That sounds like one step further back into woo, doesn’t it?

Sociologists not being known for a deep and vibrant grasp of reality. And then there’s the those who can, do, those who can’t, teach. Those who can’t teach, teach teachers. Those who cannot manage that become professors of education so that the wibble about those who can’t teach should teach teachers. Which leads to one more step of removal from reality, the sociology of who not to teach teachers to not teach.

At least angels on pinheads was a discussion about an important underlying – the corporeality or not of the angels.

a highly respected scholar of race, inequality and education,

Ah, yes.

Instead, there should be collective responsibility, Arday said, and those working to advance equality, diversity and inclusion should be properly supported and paid.

Amazed at my own perceptiveness.

“The final thing is recognising how violent some of these spaces can be,” he said, “and decision-makers recognising that to be a serious challenge towards the mental health and psychological wellbeing of black and ethnic minority people, particularly women of colour, and more specifically black women in the sector, who to be quite honest are treated differently. I think that is a stain on the sector, and that’s something we collectively need to think about, how we do better.”

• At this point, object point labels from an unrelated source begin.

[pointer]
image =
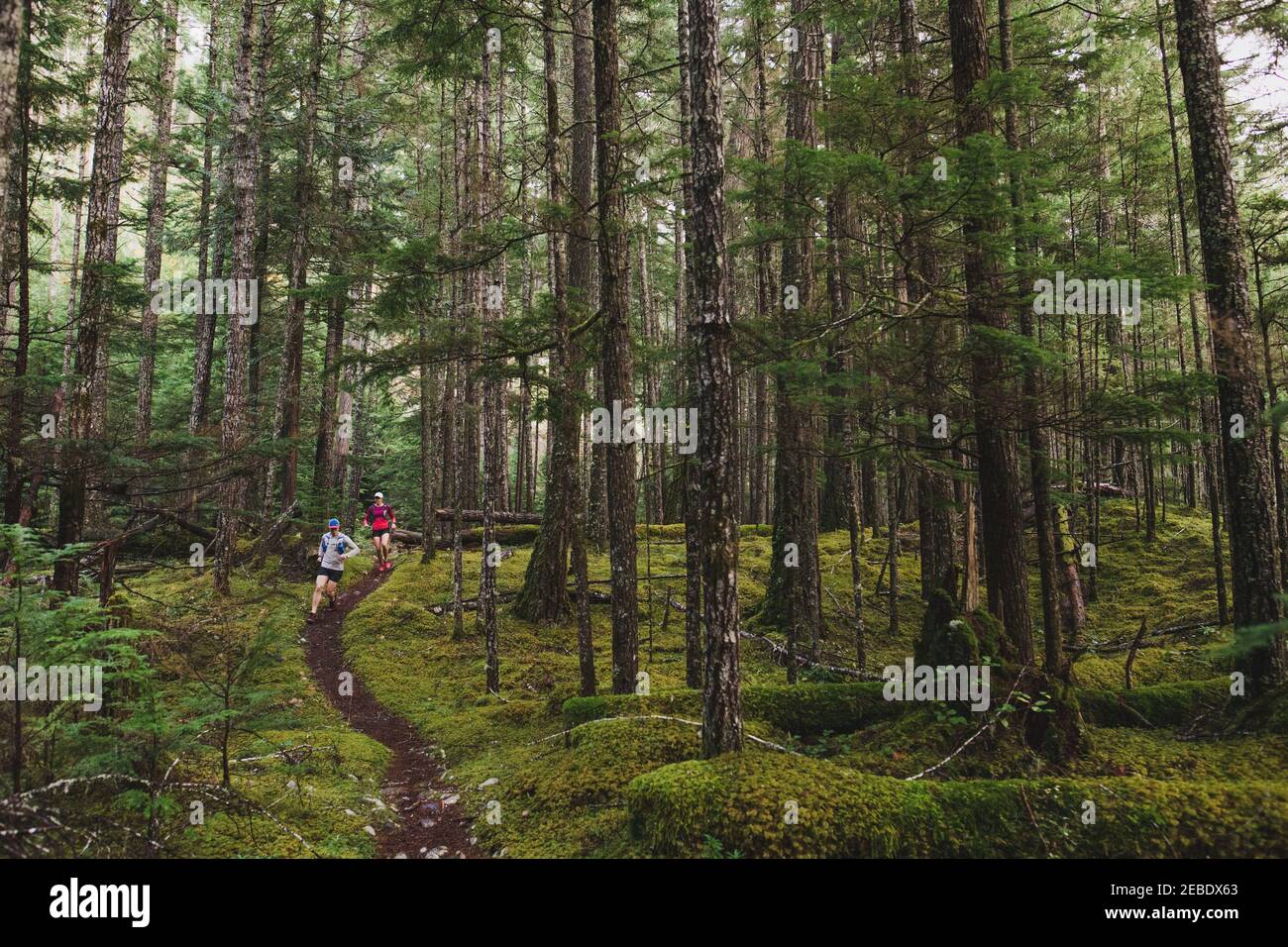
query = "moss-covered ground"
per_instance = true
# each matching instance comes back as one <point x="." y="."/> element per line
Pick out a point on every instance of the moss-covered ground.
<point x="578" y="780"/>
<point x="297" y="770"/>
<point x="1172" y="766"/>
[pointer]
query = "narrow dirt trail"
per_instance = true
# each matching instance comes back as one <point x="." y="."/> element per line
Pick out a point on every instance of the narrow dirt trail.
<point x="430" y="821"/>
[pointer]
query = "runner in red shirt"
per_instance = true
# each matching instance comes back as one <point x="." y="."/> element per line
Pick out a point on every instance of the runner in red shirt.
<point x="381" y="519"/>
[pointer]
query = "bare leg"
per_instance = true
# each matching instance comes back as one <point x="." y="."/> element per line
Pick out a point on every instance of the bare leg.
<point x="317" y="592"/>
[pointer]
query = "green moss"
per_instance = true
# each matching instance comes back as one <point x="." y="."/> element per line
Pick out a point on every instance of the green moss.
<point x="802" y="710"/>
<point x="1160" y="705"/>
<point x="1163" y="755"/>
<point x="1269" y="712"/>
<point x="339" y="776"/>
<point x="780" y="805"/>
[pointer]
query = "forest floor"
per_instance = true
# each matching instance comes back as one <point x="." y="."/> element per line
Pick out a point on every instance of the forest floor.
<point x="1172" y="767"/>
<point x="429" y="822"/>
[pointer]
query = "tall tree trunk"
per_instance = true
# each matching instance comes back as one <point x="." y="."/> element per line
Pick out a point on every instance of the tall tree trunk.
<point x="613" y="248"/>
<point x="791" y="598"/>
<point x="721" y="703"/>
<point x="1253" y="560"/>
<point x="13" y="464"/>
<point x="286" y="415"/>
<point x="1039" y="460"/>
<point x="233" y="431"/>
<point x="493" y="444"/>
<point x="544" y="595"/>
<point x="999" y="462"/>
<point x="1206" y="420"/>
<point x="204" y="334"/>
<point x="687" y="316"/>
<point x="11" y="93"/>
<point x="95" y="296"/>
<point x="158" y="174"/>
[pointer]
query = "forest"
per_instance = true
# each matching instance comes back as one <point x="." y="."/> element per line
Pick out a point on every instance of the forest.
<point x="643" y="429"/>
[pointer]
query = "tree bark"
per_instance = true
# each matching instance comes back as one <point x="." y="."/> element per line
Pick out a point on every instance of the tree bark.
<point x="1253" y="560"/>
<point x="999" y="462"/>
<point x="721" y="703"/>
<point x="233" y="431"/>
<point x="95" y="295"/>
<point x="158" y="174"/>
<point x="613" y="248"/>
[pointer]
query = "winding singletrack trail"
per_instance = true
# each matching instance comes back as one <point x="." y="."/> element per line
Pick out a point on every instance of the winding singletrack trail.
<point x="430" y="822"/>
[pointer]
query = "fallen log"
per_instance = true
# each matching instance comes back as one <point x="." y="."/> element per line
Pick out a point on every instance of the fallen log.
<point x="506" y="518"/>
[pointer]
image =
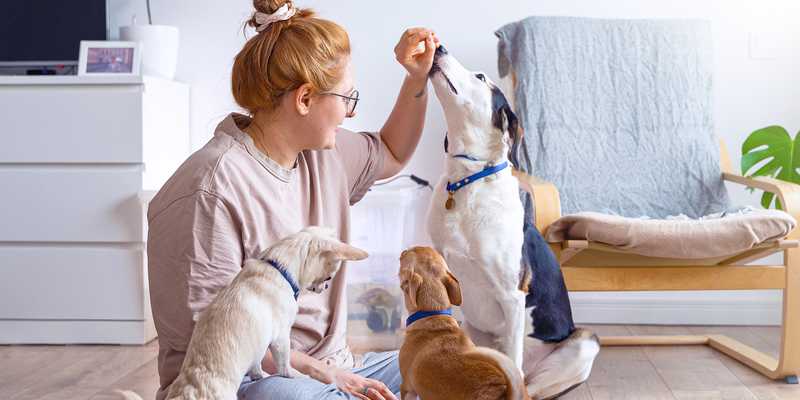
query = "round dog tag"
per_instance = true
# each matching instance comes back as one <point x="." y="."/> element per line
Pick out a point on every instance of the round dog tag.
<point x="451" y="202"/>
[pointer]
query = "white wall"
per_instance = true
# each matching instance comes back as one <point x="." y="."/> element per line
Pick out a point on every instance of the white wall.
<point x="750" y="93"/>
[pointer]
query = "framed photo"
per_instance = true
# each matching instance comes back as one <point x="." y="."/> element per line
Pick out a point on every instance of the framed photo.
<point x="109" y="58"/>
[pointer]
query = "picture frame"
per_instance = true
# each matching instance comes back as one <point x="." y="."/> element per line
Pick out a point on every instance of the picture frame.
<point x="109" y="58"/>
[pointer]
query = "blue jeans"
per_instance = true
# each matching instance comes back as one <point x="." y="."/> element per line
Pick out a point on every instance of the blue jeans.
<point x="382" y="367"/>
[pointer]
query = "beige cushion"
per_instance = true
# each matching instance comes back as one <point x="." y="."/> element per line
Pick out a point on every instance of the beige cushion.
<point x="712" y="236"/>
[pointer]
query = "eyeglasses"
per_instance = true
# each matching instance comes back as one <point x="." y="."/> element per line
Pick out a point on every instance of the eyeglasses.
<point x="350" y="101"/>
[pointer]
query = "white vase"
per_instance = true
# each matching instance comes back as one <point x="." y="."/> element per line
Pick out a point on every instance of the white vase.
<point x="159" y="47"/>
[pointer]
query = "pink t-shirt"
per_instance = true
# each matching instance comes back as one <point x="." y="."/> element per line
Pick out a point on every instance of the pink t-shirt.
<point x="227" y="202"/>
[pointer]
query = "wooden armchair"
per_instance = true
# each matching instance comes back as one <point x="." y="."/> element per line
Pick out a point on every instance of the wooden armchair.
<point x="591" y="266"/>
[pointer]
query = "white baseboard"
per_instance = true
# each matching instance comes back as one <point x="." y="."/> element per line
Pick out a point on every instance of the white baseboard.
<point x="75" y="332"/>
<point x="756" y="307"/>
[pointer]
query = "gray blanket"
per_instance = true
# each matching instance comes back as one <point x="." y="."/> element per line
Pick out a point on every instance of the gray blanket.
<point x="617" y="113"/>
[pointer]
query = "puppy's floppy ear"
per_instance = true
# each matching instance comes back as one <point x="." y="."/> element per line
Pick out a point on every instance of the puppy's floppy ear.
<point x="453" y="289"/>
<point x="410" y="282"/>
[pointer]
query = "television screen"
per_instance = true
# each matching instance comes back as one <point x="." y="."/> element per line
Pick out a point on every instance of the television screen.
<point x="48" y="31"/>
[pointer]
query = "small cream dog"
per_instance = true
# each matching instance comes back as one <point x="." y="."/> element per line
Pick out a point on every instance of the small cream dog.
<point x="255" y="313"/>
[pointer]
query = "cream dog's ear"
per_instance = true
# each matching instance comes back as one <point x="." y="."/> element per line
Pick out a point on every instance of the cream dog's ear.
<point x="453" y="288"/>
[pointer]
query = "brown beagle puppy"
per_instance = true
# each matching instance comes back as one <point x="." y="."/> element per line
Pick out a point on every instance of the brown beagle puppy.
<point x="437" y="360"/>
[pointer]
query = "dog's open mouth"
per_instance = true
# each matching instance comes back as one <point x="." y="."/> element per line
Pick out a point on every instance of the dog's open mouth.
<point x="436" y="68"/>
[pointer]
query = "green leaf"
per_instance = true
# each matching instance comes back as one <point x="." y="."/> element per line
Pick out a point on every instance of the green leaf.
<point x="780" y="154"/>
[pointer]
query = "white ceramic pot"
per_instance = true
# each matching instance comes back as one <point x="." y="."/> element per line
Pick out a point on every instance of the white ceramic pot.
<point x="159" y="47"/>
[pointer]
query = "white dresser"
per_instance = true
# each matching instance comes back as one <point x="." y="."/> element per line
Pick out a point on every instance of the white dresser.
<point x="75" y="156"/>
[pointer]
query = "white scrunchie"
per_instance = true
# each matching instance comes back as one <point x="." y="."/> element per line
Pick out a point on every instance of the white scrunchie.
<point x="282" y="14"/>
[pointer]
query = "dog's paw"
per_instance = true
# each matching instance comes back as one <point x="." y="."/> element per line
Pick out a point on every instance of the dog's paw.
<point x="256" y="374"/>
<point x="295" y="374"/>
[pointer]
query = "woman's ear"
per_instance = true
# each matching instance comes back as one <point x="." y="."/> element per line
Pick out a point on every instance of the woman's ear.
<point x="303" y="97"/>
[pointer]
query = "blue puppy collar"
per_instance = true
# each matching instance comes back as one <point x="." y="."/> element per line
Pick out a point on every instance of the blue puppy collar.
<point x="287" y="276"/>
<point x="425" y="314"/>
<point x="452" y="187"/>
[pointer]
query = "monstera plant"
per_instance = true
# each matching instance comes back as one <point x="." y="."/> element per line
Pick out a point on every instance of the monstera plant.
<point x="771" y="152"/>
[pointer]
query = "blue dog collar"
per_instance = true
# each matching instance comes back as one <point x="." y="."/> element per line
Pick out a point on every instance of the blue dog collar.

Violence in academia, riiiiight.

Prof Bhaskar Vira, the pro-vice-chancellor for education at the University of Cambridge, said: “Jason Arday is an exceptional scholar of race, inequality and education. He will contribute significantly to Cambridge’s research in this area and to addressing the under-representation of people from socioeconomically disadvantaged backgrounds, especially those from black, Asian, and other minority ethnic communities.

And now another amazing prediction. Our man will not, in any of his work, even mention the different age profiles of the varied racial groupings in the UK. By not doing so he will of course invalidate all that he says about jobs and race. But that will be overlooked.

Oh, and I’d love to see the work that manages to show South Asians being under-represented in academia…….suitably corrected for age cohorts of course.

6 thoughts on “So, we have such a job, do we?”

  1. The simple three words, ‘happening at Cambridge’ would have saved you writing all that. We’d all know the substance if not the details.

  2. Violence in academia, riiiiight.

    Kathleen Stock, Steven Greer, and others might have something to contribute on that topic. But those probably don’t count, for reasons.

  3. “Ten years ago, while studying for his PhD, he wrote a set of personal goals on his mother’s bedroom wall”

    Presumably he’s still searching for his father’s bedroom wall.

  4. The estimable In Our Time on R4 this a.m. (the only bit of the channel I still listen to) covered Paul Erdős, the great Hungarian mathematician. He left Hungary because he was unable to gain an academic post, as the 30s government restricted Jews to 8% of such positions, reflecting their representation in the overall populace. This was viewed by all those taking part in the discussion as a dreadful move by far-right politicians, but it struck me that this is precisely what they’re doing in the US and increasingly in the UK with ‘positive discrimination’.

  5. As I’ve preached for decades, I once again call for Dissolution of the Universities.

    Such a pity: they were pretty good once but there you are. That too shall pass away.